The amendment to the Equity Incentive Plan described above and the adoption of the TIS Agreements are intended to eliminate distraction and uncertainty for affected CNX Gas employees in the event a Take-In Transaction would occur.
The Board of Directors of CNX Gas has adopted stock ownership guidelines (the Guidelines) applicable to CNX Gas named executive officers and directors. The Guidelines provide that CNX Gas Chief Executive Officer and the other named executive officers are expected to own a number of shares of CNX Gas common stock equal to five times and three times, respectively, such individuals base salary. The Chief Executive Officer and other named executive officers are expected to meet these guidelines within five (5) years.
With respect to the Companys non-executive directors (including the Chairman of the Board, but not including officers of CONSOL Energy serving as directors of CNX Gas), such individuals are each expected to own a number of shares of CNX Gas common stock equal to three times the annual retainer for non-executive directors. The non-executive directors are expected to meet these ownership guidelines within five (5) years.

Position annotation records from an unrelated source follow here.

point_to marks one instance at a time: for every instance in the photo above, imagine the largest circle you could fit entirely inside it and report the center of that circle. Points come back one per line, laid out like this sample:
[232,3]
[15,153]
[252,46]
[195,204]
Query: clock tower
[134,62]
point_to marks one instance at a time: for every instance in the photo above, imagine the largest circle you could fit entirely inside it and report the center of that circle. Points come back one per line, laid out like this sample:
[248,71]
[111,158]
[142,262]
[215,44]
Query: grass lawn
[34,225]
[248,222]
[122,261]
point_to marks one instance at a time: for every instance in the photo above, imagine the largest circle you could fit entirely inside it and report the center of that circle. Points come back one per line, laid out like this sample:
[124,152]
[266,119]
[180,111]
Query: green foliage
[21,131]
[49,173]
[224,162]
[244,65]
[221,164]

For purposes of determining the stock ownership of the Companys Chief Executive Officer, the other named executive officers and the non-executive directors, the following types of common stock will be taken into account: (i) restricted stock; (ii) shares owned as a result of exercising stock options; (iii) sixty-percent (60%) of the intrinsic value of unexercised (including unvested) stock options; (iv) share equivalents held in a deferred compensation plan; (v) vested and non-vested shares in a 401(k) account; and (vi) shares owned directly by such persons spouse, dependent children, and/or trust.
Pursuant to the requirements of the Securities Exchange Act of 1934, the registrant has duly caused this report to be signed on its behalf by the undersigned hereunto duly authorized.